Multiple political candidates from the Bahamas’ ruling Progressive Liberal Party (PLP) have pushed back against growing scrutiny over sharp jumps in their declared net worth this week, offering a range of explanations tied to personal finance, business gains, and life events even as several others declined to address questions about their wealth increases.
The debate over candidate financial disclosures emerged after new filings revealed substantial growth in the net assets of dozens of PLP candidates since the last disclosure round in 2021, with some seeing their total net worth multiply by as much as three or five times over the three-year period.
Leslia Miller-Brice, the PLP’s candidate for the Seabreeze constituency, told reporters her current $8.7 million net worth – up from $3.1 million in 2021 – reflects jointly held assets with her husband, accumulated through the couple’s shared private business ventures. Her disclosure filings show the vast majority of her assets are tied up in residential and commercial real estate and market securities, with no reported outstanding liabilities, $81,000 in savings, and $187,000 held in a checking account.
Keith Bell, the party’s candidate for Carmichael, saw his net worth jump from just over $1 million in 2021 to $3.9 million in the latest filing. Bell attributed the sharp gain to proceeds from a life insurance policy held by his late wife, who passed away recently, as well as natural appreciation in the value of long-held family real estate holdings. He noted that his experience underscores the critical role of long-term financial planning and life insurance in protecting family financial stability during unplanned life events.
For Kirk Cornish, the PLP’s North Abaco candidate, net worth grew from just under $145,000 in 2021 to more than $819,000 this year. Cornish forcefully rejected any insinuations that his wealth increase was obtained through improper or unethical means tied to his public office, explaining that the 2021 disclosure reflected an artificially low net worth after he was forced to draw down his savings when placed on unpaid leave by the Water and Sewerage Corporation board that year.
Since his election to Parliament, Cornish said, he retired from the Water and Sewerage Corporation and received his full retirement payout, which he saved in full. He added that he has continued to save a portion of his parliamentary salary and has built up additional value through personal real estate investments. “I worked for that,” Cornish said. “I didn’t steal it. It didn’t come about suddenly. I earned that.”
Other candidates saw equally large jumps that have not been explained publicly. Clay Sweeting, candidate for Central and South Eleuthera, saw his net worth rise from $1.5 million in 2021 to $4.5 million, but declined to comment on the gain when reached by reporters. Two other PLP candidates, Leon Lundy of Central and South Andros and Leonardo Lightbourne of North Andros, also reported double-digit percentage increases in their net worth but had not responded to requests for comment as of press time.

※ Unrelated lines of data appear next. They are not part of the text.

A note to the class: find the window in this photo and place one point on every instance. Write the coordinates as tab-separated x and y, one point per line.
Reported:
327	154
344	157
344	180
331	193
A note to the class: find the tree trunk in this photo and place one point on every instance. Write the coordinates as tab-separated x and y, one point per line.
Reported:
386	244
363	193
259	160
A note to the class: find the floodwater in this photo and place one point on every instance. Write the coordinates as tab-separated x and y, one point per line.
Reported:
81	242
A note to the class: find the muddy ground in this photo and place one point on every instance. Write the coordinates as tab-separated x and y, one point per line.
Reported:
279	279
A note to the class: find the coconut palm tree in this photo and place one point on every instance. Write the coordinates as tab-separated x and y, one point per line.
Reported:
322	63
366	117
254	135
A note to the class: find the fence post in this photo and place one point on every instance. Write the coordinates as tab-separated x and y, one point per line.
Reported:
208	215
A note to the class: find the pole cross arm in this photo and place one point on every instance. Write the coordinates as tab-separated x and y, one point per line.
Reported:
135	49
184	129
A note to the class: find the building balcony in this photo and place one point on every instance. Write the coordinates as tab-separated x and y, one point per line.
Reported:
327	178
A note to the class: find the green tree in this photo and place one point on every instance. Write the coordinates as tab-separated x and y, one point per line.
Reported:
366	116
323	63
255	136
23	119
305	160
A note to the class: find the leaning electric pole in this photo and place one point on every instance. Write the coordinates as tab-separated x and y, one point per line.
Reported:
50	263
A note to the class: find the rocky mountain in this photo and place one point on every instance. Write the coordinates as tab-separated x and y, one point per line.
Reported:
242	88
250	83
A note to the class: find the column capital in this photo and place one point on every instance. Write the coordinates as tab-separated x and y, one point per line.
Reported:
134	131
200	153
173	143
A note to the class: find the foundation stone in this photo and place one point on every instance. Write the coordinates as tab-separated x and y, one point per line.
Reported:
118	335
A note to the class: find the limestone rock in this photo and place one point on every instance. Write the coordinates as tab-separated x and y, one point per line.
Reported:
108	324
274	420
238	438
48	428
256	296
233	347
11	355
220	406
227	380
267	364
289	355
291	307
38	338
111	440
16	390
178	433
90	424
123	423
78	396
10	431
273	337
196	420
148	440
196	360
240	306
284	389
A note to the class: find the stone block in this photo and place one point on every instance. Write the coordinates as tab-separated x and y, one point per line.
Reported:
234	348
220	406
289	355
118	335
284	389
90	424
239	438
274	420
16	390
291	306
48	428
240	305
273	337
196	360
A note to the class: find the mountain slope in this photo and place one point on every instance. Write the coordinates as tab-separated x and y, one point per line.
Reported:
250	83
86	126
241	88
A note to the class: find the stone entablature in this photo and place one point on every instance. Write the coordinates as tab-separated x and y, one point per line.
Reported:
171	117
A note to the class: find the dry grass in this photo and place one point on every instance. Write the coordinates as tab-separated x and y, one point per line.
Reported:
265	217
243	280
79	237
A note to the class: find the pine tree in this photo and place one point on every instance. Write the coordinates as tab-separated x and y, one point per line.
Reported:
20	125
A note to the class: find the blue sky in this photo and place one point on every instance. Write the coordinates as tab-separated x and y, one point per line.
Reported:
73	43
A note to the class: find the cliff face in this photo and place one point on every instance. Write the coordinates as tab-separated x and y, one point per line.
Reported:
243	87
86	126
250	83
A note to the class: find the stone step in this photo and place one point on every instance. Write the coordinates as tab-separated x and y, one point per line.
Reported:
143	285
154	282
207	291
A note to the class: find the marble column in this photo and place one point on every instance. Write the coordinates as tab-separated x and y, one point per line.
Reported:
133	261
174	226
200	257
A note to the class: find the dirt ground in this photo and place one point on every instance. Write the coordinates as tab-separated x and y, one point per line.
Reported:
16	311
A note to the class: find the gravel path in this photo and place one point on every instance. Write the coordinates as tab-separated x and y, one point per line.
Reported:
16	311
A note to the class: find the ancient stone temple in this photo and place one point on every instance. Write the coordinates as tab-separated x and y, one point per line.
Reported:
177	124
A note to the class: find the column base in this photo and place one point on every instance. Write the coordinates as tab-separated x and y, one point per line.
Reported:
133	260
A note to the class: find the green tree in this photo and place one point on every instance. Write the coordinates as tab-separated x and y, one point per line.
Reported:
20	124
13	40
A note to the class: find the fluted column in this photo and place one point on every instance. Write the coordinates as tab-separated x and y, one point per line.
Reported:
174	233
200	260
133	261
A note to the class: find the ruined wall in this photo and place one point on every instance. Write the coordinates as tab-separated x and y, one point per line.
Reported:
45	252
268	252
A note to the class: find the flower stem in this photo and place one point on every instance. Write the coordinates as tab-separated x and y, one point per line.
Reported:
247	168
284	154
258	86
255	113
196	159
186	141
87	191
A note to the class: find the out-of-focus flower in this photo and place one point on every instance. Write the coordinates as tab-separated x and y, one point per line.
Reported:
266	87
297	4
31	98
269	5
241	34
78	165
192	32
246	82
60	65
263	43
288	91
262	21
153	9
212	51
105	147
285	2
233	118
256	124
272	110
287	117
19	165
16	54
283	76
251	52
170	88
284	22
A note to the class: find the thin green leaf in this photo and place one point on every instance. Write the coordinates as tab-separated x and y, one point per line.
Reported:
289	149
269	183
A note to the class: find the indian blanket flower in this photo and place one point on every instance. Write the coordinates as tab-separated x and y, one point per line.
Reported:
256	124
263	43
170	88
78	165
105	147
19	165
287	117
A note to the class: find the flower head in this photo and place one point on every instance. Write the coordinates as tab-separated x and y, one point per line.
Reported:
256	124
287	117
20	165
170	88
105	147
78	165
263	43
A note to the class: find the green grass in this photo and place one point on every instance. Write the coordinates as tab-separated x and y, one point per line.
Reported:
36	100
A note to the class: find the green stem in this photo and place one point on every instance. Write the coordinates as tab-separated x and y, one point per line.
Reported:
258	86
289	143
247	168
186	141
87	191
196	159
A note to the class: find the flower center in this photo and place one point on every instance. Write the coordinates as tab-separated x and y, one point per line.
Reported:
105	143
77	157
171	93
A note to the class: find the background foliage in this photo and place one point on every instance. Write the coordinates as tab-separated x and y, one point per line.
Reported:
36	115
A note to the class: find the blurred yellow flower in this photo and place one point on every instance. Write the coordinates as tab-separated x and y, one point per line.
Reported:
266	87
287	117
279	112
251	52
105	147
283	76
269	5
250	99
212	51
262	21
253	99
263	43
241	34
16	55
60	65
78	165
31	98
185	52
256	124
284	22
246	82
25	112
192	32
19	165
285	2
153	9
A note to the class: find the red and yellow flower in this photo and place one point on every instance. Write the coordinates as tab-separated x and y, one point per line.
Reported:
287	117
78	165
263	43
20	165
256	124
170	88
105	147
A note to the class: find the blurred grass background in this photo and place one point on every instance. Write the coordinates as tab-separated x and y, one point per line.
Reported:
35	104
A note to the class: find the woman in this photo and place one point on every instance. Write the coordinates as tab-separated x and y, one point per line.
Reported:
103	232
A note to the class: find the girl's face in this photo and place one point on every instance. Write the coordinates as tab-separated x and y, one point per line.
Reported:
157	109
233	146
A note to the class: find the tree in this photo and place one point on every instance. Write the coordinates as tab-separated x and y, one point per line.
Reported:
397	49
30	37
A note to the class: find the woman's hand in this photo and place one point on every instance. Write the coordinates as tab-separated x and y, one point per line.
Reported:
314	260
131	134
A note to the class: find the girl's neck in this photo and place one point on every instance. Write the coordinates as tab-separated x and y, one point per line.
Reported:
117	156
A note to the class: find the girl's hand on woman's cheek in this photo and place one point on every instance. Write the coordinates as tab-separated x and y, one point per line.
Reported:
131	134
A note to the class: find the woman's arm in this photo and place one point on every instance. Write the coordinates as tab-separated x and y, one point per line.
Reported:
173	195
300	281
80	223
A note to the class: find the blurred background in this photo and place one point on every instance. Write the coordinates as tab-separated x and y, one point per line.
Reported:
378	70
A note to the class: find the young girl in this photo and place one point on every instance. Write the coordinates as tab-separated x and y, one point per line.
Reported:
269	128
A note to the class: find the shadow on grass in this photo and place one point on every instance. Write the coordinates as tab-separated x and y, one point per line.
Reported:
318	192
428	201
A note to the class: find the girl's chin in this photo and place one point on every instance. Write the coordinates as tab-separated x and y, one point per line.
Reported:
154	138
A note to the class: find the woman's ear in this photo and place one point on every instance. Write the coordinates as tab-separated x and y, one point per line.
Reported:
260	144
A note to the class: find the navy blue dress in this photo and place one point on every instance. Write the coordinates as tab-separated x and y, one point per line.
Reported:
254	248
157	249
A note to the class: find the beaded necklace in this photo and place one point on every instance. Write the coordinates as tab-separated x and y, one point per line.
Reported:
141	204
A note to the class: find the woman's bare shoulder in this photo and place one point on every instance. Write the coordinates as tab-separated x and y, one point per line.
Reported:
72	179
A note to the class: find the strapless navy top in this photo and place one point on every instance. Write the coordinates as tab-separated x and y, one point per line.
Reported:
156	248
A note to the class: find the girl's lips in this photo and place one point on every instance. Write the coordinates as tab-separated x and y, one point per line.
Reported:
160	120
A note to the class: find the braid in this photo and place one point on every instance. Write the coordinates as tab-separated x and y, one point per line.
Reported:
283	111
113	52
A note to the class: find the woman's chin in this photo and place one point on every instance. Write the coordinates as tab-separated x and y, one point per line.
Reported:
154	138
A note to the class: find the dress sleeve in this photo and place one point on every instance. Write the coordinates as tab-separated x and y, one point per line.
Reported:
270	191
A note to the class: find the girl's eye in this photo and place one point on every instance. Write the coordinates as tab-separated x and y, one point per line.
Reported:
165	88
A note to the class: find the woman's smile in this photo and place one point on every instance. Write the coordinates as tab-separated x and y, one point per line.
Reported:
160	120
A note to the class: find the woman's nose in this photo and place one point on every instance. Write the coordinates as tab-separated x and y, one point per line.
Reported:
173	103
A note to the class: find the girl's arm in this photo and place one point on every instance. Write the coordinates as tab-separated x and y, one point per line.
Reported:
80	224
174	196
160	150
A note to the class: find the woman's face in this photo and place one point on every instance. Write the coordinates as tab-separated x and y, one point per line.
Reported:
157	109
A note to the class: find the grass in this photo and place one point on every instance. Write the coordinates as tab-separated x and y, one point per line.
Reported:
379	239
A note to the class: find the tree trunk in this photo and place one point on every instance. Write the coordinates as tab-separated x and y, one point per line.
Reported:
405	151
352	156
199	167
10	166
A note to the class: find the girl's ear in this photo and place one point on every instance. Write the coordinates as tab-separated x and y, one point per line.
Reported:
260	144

Deputy Prime Minister Chester Cooper recorded the largest overall increase among PLP candidates, with his net worth doubling from $14.8 million in 2021 to $28 million in the latest filing. Cooper also declined to comment on the growth of his assets. Dozens of other sitting PLP officials and candidates, including Myles Laroda, Pia Glover-Rolle, Glenys Hanna-Martin, McKell Bonaby, Wayne Munroe, and Jobeth Coleby-Davis, also reported higher net worth in their latest disclosures.
The sudden, unexplained jumps in candidate wealth have prompted renewed calls for stronger regulation and oversight of public official financial disclosures from governance advocacy groups. Matt Aubry, executive director of the Organisation for Responsible Governance, said the current disclosure framework fails to deliver the transparency that Bahamian voters deserve, and candidates running for public office must be held accountable for their financial interests to prevent conflicts of interest and misuse of public contracts and funds.
Aubry explained that advocacy groups have long pushed for revisions to the existing public disclosure law to expand public oversight, mandate regular, detailed reporting, and add clear context to asset declarations. The current law, he argued, relies on an overly opaque process for collecting information, with minimal public access to full details, no requirement to reconcile changes in net worth over time, and no meaningful penalties for non-compliance or inaccurate reporting.
Without clear, verifiable information about candidates’ financial interests, Aubry warned, the public risks losing trust in elected institutions and civic engagement in the democratic process will erode over time.